PLANET3 module@scipy reported a Gen 4 Levo Comp derestricted via PLANET3 with a 39 km/h ceiling.

Two things worth knowing:

1. Modern Specialized firmware (EN15194-era) actively watches for tampering and can throw a limp/error mode. @Frank_Denmark had a derestricted 2022 Levo motor fail near the top of a climb on the Fernpass — heat plus a fighting limiter is not kind to these motors.

2. If you're just chasing that "concrete wall" feeling at the cutoff, a gentler-cut dongle solves most of the annoyance without going full illegal-speed, which is why the Volspeed crowd tend to be happier than the full-unlock crowd.

Which generation Levo are you on, and is this for road/commute or private land? That changes what's actually achievable — the Gen 4 / 3.1 bikes are a very different job from a 2019 Brose Levo.
Slight correction there Gregg

I ran a volspeed v4 on a very old Bosch bike. Nothing to do with specialized. The Bosch bike had a hard cut off

In my experience with my specialized Vado those motors are easy to pedal through the limiter so I’ve never felt the need on my specialized bike to use a chip
 
Slight correction there Gregg I ran a volspeed v4 on a very old Bosch bike. Nothing to do with specialized. The Bosch bike had a hard cut off In my experience with my specialized Vado those motors are easy to pedal through the limiter so I’ve never felt the need on my specialized bike to use a chip
Fair correction, cheers @emtbPhil - that Volspeed V4 example was yours off a Bosch bike, nothing to do with Specialized, so I've misfiled it against the Levo thread. My mistake, not yours.

And that tallies with what everyone says about the Specialized motors generally: the 2.2 and 3.1 have a soft, easy-to-spin-through limiter compared to Bosch's harder cut, which is exactly why you've never bothered chipping the Vado.
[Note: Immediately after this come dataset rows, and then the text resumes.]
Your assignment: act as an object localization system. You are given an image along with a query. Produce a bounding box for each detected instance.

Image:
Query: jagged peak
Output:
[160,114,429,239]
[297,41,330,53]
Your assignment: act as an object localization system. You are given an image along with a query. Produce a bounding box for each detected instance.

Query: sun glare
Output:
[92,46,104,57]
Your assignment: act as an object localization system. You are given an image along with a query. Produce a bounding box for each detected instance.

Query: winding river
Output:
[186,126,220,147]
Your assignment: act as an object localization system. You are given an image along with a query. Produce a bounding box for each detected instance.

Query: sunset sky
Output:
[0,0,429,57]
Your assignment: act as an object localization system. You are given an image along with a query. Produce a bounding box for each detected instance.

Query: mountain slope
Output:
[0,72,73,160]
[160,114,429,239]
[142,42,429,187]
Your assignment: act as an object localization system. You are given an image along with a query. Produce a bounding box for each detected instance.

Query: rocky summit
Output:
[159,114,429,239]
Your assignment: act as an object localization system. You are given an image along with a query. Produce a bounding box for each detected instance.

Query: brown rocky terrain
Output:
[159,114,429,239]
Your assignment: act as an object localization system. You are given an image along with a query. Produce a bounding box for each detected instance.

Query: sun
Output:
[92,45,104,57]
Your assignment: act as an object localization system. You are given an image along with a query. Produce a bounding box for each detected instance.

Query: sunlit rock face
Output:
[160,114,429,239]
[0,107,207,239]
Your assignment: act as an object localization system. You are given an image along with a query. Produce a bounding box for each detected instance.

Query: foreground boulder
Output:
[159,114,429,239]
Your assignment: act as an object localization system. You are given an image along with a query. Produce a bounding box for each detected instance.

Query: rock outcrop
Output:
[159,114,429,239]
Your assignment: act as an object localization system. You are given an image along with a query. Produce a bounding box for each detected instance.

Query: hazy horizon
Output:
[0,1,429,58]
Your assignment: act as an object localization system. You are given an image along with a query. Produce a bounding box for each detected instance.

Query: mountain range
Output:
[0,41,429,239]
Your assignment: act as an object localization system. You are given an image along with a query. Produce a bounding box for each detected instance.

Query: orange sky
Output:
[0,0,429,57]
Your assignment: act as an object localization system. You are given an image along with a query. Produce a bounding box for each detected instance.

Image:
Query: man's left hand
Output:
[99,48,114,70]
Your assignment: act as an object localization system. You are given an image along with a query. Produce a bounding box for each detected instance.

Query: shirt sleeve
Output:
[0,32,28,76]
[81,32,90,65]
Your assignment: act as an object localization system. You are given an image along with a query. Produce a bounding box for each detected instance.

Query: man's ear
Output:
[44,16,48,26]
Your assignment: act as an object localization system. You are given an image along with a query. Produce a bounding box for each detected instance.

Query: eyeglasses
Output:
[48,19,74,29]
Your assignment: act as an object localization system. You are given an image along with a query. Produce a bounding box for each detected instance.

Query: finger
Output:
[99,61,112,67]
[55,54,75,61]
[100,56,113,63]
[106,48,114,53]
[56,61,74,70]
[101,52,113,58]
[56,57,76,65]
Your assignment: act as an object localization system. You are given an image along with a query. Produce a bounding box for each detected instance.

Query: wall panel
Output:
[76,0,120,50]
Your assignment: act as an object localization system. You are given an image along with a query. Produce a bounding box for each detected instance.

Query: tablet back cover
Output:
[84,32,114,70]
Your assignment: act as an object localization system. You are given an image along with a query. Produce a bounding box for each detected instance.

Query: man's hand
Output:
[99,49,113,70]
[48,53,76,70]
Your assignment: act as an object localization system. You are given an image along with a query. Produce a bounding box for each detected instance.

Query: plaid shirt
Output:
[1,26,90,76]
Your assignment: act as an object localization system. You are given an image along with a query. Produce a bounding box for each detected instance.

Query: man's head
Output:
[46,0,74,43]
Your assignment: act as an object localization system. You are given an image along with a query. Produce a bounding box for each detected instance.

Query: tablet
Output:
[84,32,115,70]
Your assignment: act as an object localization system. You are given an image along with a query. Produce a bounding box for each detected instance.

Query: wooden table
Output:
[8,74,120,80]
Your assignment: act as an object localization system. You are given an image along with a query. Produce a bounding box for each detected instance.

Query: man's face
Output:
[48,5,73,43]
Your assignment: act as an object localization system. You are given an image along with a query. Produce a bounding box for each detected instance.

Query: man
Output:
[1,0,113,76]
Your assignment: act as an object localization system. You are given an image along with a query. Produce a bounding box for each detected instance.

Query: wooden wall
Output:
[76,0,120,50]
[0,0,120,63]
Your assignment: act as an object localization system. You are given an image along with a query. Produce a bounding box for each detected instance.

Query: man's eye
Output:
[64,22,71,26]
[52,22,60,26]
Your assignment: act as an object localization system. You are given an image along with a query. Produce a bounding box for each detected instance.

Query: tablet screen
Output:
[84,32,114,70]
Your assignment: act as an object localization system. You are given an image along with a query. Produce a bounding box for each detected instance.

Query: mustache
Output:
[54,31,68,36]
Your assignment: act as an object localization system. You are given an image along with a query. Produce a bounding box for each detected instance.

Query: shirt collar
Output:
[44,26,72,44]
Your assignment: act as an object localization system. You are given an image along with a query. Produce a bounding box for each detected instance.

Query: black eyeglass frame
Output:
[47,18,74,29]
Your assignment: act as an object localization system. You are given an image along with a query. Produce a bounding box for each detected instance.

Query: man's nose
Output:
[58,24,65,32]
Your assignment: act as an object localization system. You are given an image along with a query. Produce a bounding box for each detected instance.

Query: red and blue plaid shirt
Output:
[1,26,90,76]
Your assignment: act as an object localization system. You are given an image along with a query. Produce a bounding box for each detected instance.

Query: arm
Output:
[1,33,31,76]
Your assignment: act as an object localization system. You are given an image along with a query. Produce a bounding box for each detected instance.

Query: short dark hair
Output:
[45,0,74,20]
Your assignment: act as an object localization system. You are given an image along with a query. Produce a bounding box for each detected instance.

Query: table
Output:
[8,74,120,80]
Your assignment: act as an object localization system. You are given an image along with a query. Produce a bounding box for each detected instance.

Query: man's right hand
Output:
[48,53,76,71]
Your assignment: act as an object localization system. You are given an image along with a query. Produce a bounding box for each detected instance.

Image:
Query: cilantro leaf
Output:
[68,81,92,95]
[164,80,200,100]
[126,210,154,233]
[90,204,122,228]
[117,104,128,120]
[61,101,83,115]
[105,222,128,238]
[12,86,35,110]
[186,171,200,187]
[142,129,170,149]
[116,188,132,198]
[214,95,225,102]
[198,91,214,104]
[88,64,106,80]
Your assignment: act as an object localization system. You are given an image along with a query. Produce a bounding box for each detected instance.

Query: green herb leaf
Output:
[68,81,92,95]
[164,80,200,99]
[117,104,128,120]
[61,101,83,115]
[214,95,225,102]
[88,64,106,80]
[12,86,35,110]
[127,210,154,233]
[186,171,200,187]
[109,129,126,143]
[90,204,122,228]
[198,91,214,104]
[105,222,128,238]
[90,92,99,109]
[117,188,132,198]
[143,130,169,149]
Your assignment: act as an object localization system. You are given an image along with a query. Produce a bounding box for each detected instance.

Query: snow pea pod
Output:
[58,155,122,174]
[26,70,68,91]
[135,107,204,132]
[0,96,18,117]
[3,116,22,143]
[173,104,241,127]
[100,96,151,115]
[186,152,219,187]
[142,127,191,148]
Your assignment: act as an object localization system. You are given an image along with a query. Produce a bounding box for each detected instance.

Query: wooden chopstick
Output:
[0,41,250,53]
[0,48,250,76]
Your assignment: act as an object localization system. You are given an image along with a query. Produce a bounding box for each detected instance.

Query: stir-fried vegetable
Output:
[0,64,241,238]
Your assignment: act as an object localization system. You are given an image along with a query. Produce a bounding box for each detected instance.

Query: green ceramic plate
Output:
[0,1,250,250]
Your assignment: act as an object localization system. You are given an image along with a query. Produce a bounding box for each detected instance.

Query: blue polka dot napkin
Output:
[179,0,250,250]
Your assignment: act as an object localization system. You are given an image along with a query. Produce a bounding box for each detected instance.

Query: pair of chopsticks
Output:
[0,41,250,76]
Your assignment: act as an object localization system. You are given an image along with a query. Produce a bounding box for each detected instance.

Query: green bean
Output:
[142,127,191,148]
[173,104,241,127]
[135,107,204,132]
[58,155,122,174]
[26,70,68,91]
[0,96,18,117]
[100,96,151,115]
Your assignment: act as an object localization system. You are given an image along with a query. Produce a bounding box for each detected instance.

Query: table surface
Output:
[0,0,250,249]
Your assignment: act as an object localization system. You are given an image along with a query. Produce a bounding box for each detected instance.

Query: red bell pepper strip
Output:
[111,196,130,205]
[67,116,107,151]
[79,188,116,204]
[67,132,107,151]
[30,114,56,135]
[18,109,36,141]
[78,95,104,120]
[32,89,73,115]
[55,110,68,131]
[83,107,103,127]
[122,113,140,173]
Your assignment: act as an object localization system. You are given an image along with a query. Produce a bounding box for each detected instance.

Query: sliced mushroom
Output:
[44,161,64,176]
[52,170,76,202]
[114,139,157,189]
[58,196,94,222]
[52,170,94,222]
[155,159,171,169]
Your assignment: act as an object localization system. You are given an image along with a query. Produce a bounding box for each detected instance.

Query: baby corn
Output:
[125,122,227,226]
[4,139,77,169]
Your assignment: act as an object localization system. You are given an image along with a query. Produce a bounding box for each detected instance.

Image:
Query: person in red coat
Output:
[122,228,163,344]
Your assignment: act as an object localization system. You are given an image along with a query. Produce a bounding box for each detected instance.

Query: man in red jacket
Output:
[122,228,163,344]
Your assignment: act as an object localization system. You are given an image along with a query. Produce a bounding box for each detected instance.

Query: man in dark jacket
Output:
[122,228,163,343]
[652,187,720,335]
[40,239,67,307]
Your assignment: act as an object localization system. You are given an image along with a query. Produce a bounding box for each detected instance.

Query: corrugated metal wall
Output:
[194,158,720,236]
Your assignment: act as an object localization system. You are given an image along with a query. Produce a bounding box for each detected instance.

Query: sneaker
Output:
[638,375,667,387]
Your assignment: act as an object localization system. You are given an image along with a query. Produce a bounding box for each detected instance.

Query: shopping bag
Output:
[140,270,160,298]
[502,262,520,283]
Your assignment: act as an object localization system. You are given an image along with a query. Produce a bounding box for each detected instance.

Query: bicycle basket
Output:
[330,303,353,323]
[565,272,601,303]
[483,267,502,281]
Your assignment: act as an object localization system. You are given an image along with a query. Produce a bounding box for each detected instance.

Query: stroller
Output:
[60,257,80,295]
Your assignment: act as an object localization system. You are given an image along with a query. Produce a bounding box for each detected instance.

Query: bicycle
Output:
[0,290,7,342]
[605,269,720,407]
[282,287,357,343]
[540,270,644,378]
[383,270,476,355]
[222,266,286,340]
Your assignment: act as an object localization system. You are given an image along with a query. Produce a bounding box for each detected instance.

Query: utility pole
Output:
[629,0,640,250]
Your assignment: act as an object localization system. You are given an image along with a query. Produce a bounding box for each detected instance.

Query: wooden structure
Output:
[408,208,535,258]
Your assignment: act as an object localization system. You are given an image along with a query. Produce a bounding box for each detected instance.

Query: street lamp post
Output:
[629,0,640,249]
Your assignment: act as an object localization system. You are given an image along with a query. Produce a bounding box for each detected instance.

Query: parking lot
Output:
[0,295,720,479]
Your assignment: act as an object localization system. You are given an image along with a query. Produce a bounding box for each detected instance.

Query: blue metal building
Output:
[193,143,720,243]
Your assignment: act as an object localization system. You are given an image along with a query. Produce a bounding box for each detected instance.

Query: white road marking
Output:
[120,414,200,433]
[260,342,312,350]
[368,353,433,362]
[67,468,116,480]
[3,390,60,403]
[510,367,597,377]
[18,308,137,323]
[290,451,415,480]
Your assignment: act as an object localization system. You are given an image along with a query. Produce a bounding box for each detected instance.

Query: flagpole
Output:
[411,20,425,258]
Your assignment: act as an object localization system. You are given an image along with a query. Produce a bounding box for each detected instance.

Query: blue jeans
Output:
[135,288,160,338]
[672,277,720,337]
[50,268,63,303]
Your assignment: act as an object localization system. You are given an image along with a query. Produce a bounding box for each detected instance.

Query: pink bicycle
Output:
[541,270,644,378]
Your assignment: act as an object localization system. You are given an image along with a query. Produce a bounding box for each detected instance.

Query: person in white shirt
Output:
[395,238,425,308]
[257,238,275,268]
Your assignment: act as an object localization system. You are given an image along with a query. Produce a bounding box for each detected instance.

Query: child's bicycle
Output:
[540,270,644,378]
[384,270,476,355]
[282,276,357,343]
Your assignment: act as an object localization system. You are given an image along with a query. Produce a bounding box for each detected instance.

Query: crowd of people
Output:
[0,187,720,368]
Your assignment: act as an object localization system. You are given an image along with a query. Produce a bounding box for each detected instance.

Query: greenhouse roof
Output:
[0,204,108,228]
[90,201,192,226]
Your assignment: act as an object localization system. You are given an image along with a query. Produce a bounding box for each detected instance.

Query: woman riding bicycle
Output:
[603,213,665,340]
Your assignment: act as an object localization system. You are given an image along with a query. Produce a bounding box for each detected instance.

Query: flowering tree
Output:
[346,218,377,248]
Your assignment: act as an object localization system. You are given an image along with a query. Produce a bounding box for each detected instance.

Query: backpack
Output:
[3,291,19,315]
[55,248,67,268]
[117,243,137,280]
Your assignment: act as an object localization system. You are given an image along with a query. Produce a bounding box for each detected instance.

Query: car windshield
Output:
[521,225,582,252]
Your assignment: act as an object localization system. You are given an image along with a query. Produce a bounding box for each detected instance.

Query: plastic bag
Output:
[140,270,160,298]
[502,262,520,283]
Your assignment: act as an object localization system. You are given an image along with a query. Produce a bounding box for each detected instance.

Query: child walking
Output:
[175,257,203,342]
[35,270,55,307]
It's also why the piggyback/dongle market for Specialized is thinner than for Bosch or Shimano - there's less of that "wall" to solve in the first place.

So for @bmbdk's actual Levo: don't go hunting for a Volspeed-style box expecting the same transformation @emtbPhil got on a Bosch bike - different motor, different problem. The routes that actually apply to a Levo are the Specialized-specific ones (BLEvo on older Gen bikes, PLANET3 on Gen 4/3.1) rather than anything built for Bosch's hard cutoff.